Abstract visualization showing the 2025 paradox: massive AI infrastructure investment vs dramatic cost reduction

While OpenAI signed $1.15 trillion in compute contracts through 2035, DeepSeek trained a frontier model for $6 million. This was 2025’s central question : are we building on bedrock or quicksand?

The top 10 posts of 2025 examined some of these topics :

Are we in a bubble echoing the telecom crash, or building the next internet? Do traditional exit paths still work when secondaries dominate & IPOs vanish? How do you design tools when the user is AI, not human? 2025 forced a reckoning with reality.

  1. How AI Tools Differ from Human Tools : I consolidated my 100+ AI tools into unified, parameter-rich interfaces based on Anthropic’s research. The counterintuitive finding : AI systems need complex tools with complete context, while humans need simple, chunked interfaces. Claude’s success rate approached 100% after the redesign.

  2. Back to Text : How AI Might Reverse Web Design : I watched an open-source agent book flights by navigating airline websites, extracting data from visual chaos. If AI thrives on pure text, the future of the web might look exactly like it started : simple text, but for robots instead of humans. The better AI performs, the fewer websites we’ll visit.

  3. Circular Financing : Does Nvidia’s $110B Bet Echo the Telecom Bubble? : Nvidia’s vendor financing totals $110B in direct investments plus $15B+ in GPU-backed debt, 2.8x larger relative to revenue than Lucent’s exposure in 2000. But unlike the telecom bubble, Nvidia’s top customers generated $451B in operating cash flow in 2024. The merry-go-round has paying riders.

  4. The Scaling Wall Was A Mirage : Gemini 3 launched with the same parameter count as Gemini 2.5 but achieved massive performance improvements, breaking 1500 Elo on LMArena. Oriol Vinyals credited improving pre-training & post-training, with no walls in sight. Nvidia’s earnings confirmed Blackwell Ultra delivers 5x faster training than Hopper, translating scaling into capability.

  5. The Complete Guide to SaaS Pricing Strategy : The only three pricing strategies that matter : Maximization (revenue growth), Penetration (market share) & Skimming (profit maximization). Usage-based pricing experienced 29% longer sales cycles in 2023, but companies like Twilio achieved 130%+ net dollar retention by deliberately underselling initial contracts & expanding naturally.

  6. The Great Liquidity Shift : 71% of exit dollars in 2024 came from secondaries, not IPOs or M&A. With target ARR for IPO growing from $80M in 2008 to $250M today, secondaries have become a permanent fixture in venture capital markets. Venture is evolving to look more like private equity.

  7. 2025 Predictions : I predicted the IPO market would rip, voice would become a dominant AI interface & the first $100M ARR company with 30 or fewer employees would emerge. Data center spending by hyperscalers would eclipse $125B, stablecoin supply would hit $300B & consolidation would define the Modern Data Stack.

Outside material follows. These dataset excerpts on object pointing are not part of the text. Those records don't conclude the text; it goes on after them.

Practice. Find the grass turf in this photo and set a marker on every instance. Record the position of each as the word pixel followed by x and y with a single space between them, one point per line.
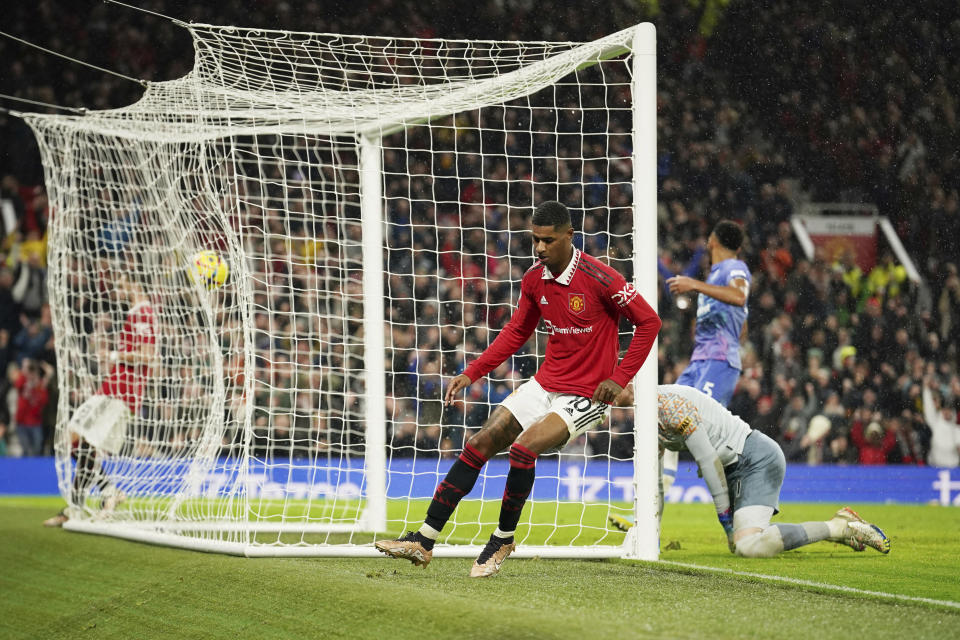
pixel 59 584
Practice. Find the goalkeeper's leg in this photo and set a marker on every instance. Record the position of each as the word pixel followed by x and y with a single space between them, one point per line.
pixel 755 537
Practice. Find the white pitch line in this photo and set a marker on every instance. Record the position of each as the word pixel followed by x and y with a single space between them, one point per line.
pixel 819 585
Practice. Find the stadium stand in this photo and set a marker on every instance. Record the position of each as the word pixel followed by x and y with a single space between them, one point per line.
pixel 844 102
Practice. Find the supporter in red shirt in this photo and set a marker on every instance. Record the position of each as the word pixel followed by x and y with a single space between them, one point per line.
pixel 32 398
pixel 874 442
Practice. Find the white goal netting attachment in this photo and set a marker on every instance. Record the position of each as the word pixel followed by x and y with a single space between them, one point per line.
pixel 371 197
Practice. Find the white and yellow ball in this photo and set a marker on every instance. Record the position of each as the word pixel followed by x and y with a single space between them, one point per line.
pixel 209 269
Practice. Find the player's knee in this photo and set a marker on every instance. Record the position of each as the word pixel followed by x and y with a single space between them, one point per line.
pixel 763 544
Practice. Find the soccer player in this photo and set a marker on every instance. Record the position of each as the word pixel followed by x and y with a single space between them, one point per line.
pixel 580 300
pixel 721 313
pixel 744 470
pixel 98 425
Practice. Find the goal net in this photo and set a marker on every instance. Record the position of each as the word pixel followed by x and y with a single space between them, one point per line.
pixel 371 197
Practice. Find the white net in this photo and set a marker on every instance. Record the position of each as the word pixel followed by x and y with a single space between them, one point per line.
pixel 371 198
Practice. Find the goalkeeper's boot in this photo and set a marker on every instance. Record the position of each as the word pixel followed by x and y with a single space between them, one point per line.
pixel 489 561
pixel 412 547
pixel 860 534
pixel 620 522
pixel 57 520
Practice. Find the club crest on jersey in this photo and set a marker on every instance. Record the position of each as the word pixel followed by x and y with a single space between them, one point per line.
pixel 577 302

  8. OpenAI’s $1 Trillion Infrastructure Spend : OpenAI committed $1.15T in infrastructure spending from 2025-2035 across Broadcom ($350B), Oracle ($300B), Microsoft ($250B), Nvidia ($100B), AMD ($90B), Amazon AWS ($38B) & CoreWeave ($22B). At OpenAI’s projected 70% gross margins, this implies nearly $1T in revenue by 2030.

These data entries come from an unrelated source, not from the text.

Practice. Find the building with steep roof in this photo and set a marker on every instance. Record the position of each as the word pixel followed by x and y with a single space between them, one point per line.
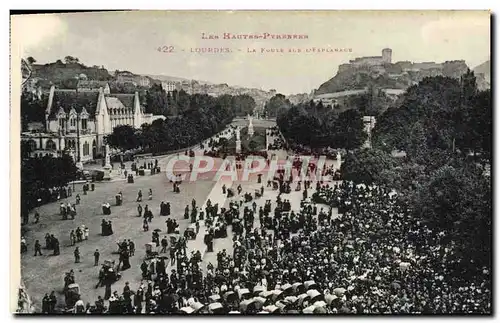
pixel 92 86
pixel 77 121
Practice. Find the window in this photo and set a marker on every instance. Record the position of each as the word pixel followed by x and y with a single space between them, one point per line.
pixel 32 145
pixel 86 149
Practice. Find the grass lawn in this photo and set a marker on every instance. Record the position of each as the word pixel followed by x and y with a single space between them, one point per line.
pixel 42 274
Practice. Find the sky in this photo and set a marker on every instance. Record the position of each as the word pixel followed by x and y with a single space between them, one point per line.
pixel 130 41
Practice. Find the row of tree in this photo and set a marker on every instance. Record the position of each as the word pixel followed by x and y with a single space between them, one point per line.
pixel 316 126
pixel 444 127
pixel 203 117
pixel 160 102
pixel 42 177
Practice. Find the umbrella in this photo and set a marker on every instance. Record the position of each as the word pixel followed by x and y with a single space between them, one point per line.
pixel 261 300
pixel 320 304
pixel 308 284
pixel 276 293
pixel 244 304
pixel 330 298
pixel 266 293
pixel 258 289
pixel 313 293
pixel 302 298
pixel 187 310
pixel 214 298
pixel 197 306
pixel 228 294
pixel 309 310
pixel 339 291
pixel 396 285
pixel 296 286
pixel 243 291
pixel 215 306
pixel 320 310
pixel 271 308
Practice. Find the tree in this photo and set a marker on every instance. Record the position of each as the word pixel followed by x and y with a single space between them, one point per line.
pixel 364 166
pixel 458 201
pixel 39 175
pixel 349 130
pixel 123 137
pixel 276 104
pixel 71 60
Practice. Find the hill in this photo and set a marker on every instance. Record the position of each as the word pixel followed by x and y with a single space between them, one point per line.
pixel 166 78
pixel 399 75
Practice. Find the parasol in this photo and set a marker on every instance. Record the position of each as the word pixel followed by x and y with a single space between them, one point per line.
pixel 266 293
pixel 309 284
pixel 339 291
pixel 302 298
pixel 214 298
pixel 215 306
pixel 313 293
pixel 187 310
pixel 243 291
pixel 258 289
pixel 271 308
pixel 320 310
pixel 309 310
pixel 197 306
pixel 330 298
pixel 261 300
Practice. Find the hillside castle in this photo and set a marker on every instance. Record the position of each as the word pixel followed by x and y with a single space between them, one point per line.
pixel 355 77
pixel 384 62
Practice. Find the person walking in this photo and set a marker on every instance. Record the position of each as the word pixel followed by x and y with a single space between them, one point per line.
pixel 77 255
pixel 131 247
pixel 96 257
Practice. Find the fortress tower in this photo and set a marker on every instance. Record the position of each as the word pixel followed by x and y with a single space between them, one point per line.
pixel 387 55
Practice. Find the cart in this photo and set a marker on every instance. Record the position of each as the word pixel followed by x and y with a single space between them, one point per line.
pixel 190 233
pixel 72 295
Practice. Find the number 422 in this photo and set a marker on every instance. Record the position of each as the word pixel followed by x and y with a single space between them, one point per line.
pixel 165 49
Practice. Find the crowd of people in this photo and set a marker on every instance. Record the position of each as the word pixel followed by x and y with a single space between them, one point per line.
pixel 373 259
pixel 370 258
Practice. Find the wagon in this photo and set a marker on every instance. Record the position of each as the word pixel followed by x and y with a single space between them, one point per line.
pixel 151 250
pixel 72 295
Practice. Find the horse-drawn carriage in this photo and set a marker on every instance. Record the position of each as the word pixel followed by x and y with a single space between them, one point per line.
pixel 72 295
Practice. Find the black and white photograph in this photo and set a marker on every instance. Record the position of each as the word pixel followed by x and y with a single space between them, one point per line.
pixel 185 163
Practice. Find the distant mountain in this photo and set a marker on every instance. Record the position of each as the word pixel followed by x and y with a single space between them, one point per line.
pixel 166 78
pixel 483 75
pixel 399 75
pixel 66 75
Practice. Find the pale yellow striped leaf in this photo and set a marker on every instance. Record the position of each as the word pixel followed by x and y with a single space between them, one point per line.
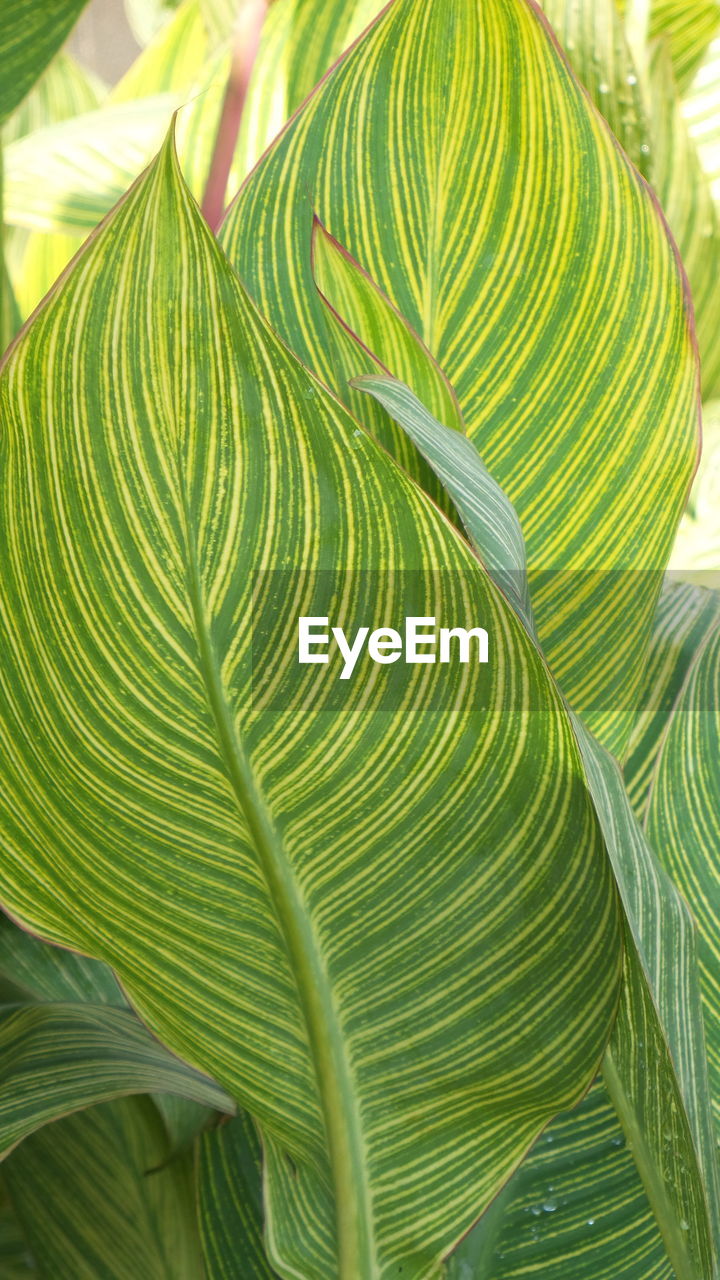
pixel 288 877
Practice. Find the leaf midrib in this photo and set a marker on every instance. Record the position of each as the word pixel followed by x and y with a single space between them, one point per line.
pixel 356 1247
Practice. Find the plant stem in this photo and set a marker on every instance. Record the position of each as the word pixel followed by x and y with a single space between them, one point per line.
pixel 245 51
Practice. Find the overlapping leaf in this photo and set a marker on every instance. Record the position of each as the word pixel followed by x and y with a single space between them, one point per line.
pixel 655 1068
pixel 688 205
pixel 229 1197
pixel 68 176
pixel 30 35
pixel 686 616
pixel 575 1210
pixel 304 924
pixel 683 819
pixel 495 233
pixel 592 35
pixel 96 1194
pixel 63 1057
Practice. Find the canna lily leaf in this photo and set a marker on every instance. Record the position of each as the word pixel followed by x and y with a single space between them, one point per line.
pixel 655 1066
pixel 45 973
pixel 592 35
pixel 68 176
pixel 31 35
pixel 63 1057
pixel 683 821
pixel 64 90
pixel 345 959
pixel 696 554
pixel 96 1194
pixel 701 109
pixel 172 62
pixel 488 233
pixel 300 41
pixel 359 306
pixel 229 1194
pixel 16 1258
pixel 689 208
pixel 686 616
pixel 689 26
pixel 575 1210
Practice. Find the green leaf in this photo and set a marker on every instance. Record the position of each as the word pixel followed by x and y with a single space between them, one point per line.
pixel 331 935
pixel 689 208
pixel 149 17
pixel 575 1210
pixel 64 90
pixel 46 973
pixel 655 1066
pixel 509 291
pixel 30 35
pixel 696 553
pixel 683 821
pixel 300 41
pixel 686 615
pixel 62 1057
pixel 689 26
pixel 356 304
pixel 229 1197
pixel 16 1258
pixel 68 176
pixel 99 1198
pixel 701 109
pixel 172 60
pixel 592 35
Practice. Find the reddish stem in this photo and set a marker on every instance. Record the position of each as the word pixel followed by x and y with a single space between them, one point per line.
pixel 245 51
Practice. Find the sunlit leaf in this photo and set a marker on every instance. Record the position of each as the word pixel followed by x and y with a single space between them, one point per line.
pixel 575 1210
pixel 63 1057
pixel 686 615
pixel 68 176
pixel 495 233
pixel 592 35
pixel 30 36
pixel 187 823
pixel 655 1066
pixel 229 1194
pixel 684 821
pixel 98 1196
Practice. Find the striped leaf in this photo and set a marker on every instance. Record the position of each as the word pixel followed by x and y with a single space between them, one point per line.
pixel 496 238
pixel 16 1258
pixel 98 1197
pixel 60 1057
pixel 696 553
pixel 229 1200
pixel 686 197
pixel 172 60
pixel 48 974
pixel 305 926
pixel 68 176
pixel 30 36
pixel 593 37
pixel 684 819
pixel 301 40
pixel 358 305
pixel 701 109
pixel 689 26
pixel 64 90
pixel 686 616
pixel 655 1066
pixel 149 17
pixel 575 1210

  9. The AI Cost Curve Just Collapsed Again : DeepSeek released two breakthroughs : V3 slashing training costs by 90%+ & R1 delivering top-tier performance at 1/40th the cost. The innovation? Simply asking AI to show its work. The net : powerful smaller models with 25-40x reduction in price, plus explainability that could satisfy GDPR & enterprise auditability requirements.

  10. The Mirage in the Software Clouds : Public SaaS growth rates halved from 36% to 17% since 2023. It’s not that software spending is slowing, it’s that high-growth companies aren’t going public. The IPO drought since 2022 means public SaaS analyses no longer reflect the true state of software anymore.

I’m grateful for your readership & engagement throughout 2025. Thank you.